Tucson Mayor Faults Treasury Policy on RZ Bond Allocations

WASHINGTON — The mayor of Tucson has urged the Treasury Department to revise its criteria for determining what areas can use recovery zone bond financing, complaining that the current allocation method overlooks his city even though it has one of the highest unemployment rates in Arizona.

Mayor Robert Walkup told the Treasury in a letter dated Feb. 24 that new criteria should include unemployment rates, poverty rates and median incomes, which would "take into account the breadth of the impact of the economic downturn."

"If the city were allocated recovery zone bonds, we could fund projects that would revitalize our downtown area," he said, noting that the latest Tucson-area unemployment rate was 8.4%.

The $15 billion of recovery zone economic development bonds and $10 billion of recovery zone exempt facility bonds authorized by the American Recovery and Reinvestment Act were first allocated to areas hard hit by the recession in June. But Tucson and surrounding Pima County did not receive any of them, despite experiencing increased home foreclosure rates, significant poverty and general distress, Walkup said. Tucson was overlooked because the Treasury's allocation method looked at net job losses rather than the overall unemployment rate.

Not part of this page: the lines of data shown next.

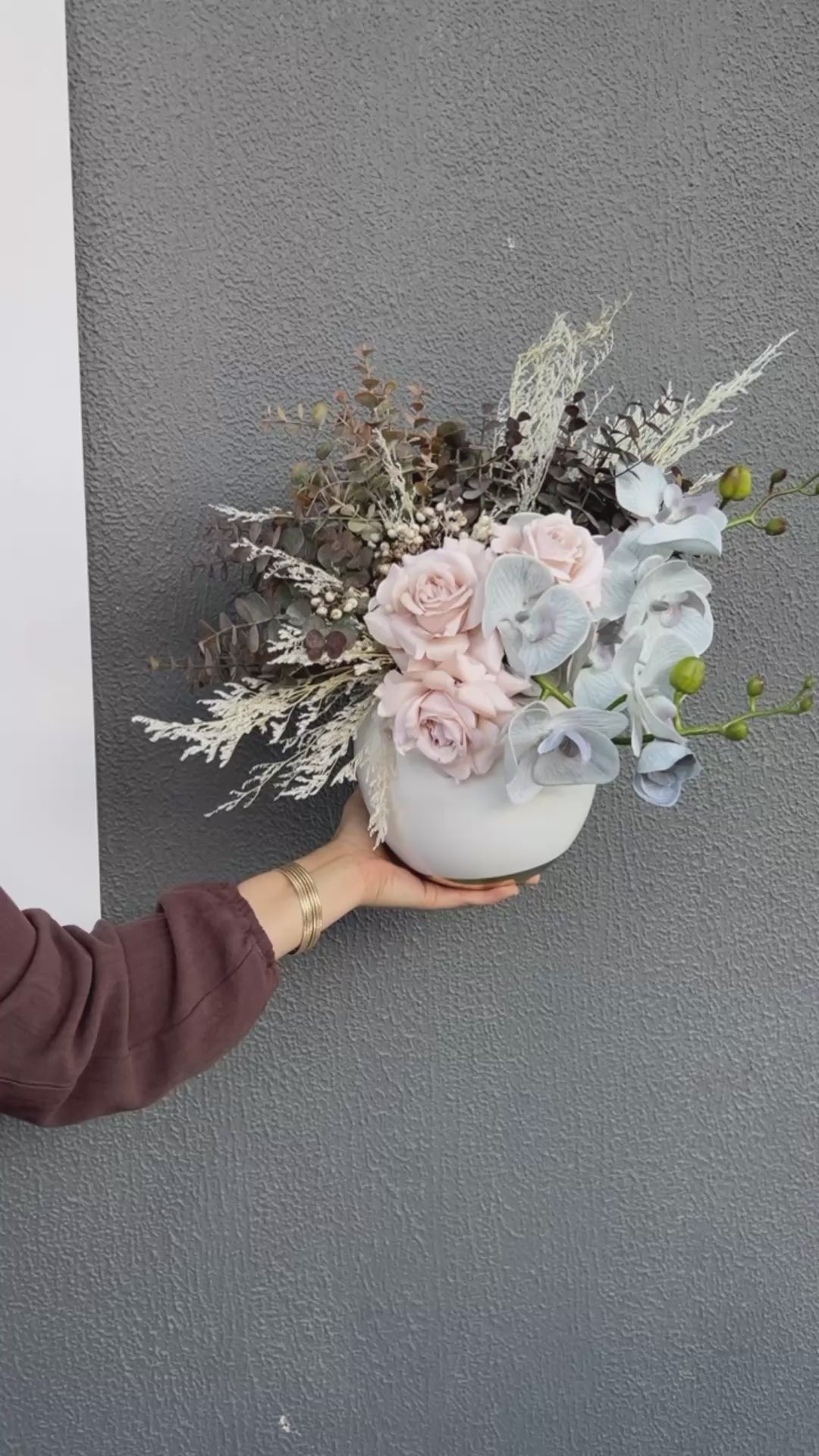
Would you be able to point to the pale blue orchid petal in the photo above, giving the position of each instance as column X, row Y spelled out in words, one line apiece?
column 692, row 622
column 566, row 762
column 615, row 596
column 665, row 582
column 513, row 584
column 662, row 772
column 657, row 715
column 664, row 654
column 589, row 720
column 640, row 490
column 542, row 637
column 528, row 728
column 521, row 783
column 627, row 658
column 596, row 688
column 697, row 535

Walkup's complaint echoes one aired in June by seven congressional Democrats who said that despite facing a number of tough economic issues, their districts were not allocated any RZ bonds because they experienced increases in both employment and unemployment, possibly because of a rapid increase in population. Those spikes led to low net unemployment, which rendered them ineligible for the allocations.

The two Arizona Democrats who signed onto the letter — Reps. Gabrielle Giffords and Raul Grijalva — also received copies of Walkup's letter to the Treasury.

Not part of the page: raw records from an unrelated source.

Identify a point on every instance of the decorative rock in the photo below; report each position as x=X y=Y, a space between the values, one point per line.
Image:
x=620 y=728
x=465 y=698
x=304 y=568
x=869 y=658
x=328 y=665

Although the department has not yet responded to the letter, it told the other lawmakers last August that it lacked the authority to change the allocation method and that only Congress could do so.

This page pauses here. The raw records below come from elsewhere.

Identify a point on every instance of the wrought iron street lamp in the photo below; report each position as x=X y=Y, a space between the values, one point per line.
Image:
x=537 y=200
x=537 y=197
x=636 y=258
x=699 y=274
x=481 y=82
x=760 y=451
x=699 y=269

The House approved a second jobs bill last month that would allocate another $10 billion and $15 billion to each of the RZ bond programs and extend them through the end of 2011 to ensure each local municipality receives an allocation equal to at least its share of national unemployment as of December 2009. That legislation is now pending before the Senate.

Recovery zone economic development bonds are effectively "super-Build America Bonds" that allow issuers to receive direct payments from the federal government equal to 45% of their interest costs. Recovery zone exempt facility bonds are private-activity bonds.